Overdraft Protection And Regulatory Overkill
Late yesterday, the CFPB unveiled a report on overdraft fees. Although it hasn’t yet proposed any regulations on this matter, you know where this is headed with the certainty of a Met fan watching his team’s relentless assault on 100 losses this season: they’re both inevitable. In fact, no area of regulation better exemplifies why the CFPB and modern day consumer advocates are so misguided in their approach to regulatory oversight.
First, some good news. The CFPB acknowledged that the opt in requirements mandated since 2010 had made a material difference in reducing unwanted overdraft protection on the part of consumers. Second, the report provides additional evidence of what financial institutions have known for a long time, that overdraft protections are disproportionately used by a relative handful of consumers. I would argue that most of these people are making a rational choice to give themselves protection against bouncing their mortgage payment because they don’t have the time or inclination to balance their checkbook.
So, does that mean we can move on to another regulation, confident that the money and time we have invested in complying with these regulations has been well-spent? Of course not. The CFPB remains concerned with the wide variance of members who have opted in to overdraft protections on a financial institution to financial institution basis. As it surmises in its conclusion, the wide variance in opt in rates most likely reflects differences in marketing approaches to maximize fees paid. The inevitable solution will, of course, be well-designed, easy to read disclosures, which I wouldn’t be so opposed to if I thought the people most likely to avail themselves of overdraft protection were the type of people to read and act on disclosures in the first place.

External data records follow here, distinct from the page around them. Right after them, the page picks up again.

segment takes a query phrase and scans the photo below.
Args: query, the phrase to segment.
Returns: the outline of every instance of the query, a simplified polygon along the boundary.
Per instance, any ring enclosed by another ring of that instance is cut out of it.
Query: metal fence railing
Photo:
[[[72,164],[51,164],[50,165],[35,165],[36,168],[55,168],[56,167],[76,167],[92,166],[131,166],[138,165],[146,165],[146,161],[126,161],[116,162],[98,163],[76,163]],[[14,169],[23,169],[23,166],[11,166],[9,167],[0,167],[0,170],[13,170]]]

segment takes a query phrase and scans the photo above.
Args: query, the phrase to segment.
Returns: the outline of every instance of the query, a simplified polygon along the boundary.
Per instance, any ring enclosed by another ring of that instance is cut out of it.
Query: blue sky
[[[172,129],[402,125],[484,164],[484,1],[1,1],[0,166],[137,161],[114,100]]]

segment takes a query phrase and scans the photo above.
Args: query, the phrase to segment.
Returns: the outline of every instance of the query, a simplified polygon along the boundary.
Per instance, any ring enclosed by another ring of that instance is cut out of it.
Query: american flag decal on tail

To me, no area of regulatory concern better epitomizes what’s wrong with the approach of the CFPB and consumer advocates in general when it comes to regulation. Cass Sunstein (formerly President Obama’s regulation czar, and author of Nudge, the best explanation of the intellectual framework animating the CFPB’s work) explains in an essay in Foreign Affairs that the modern day consumer nudgers “recognize the importance of freedom of choice” but — and there’s always a but –” people may err and that in some cases most of us could use a little help.” In other words, it’s the role of government to not only recognize when people are acting stupidly, but to mitigate that poor judgment by having apolitical regulators guide them towards the right choices.
For credit unions, this means that every regulation is a first draft to be refined until enough members act the way rational people would act. It’s a beneficent view of government’s role that has a certain facial appeal until you realize that the underlying assumption is that you can fool all the people all the time and that only government stands in the way. No thank you.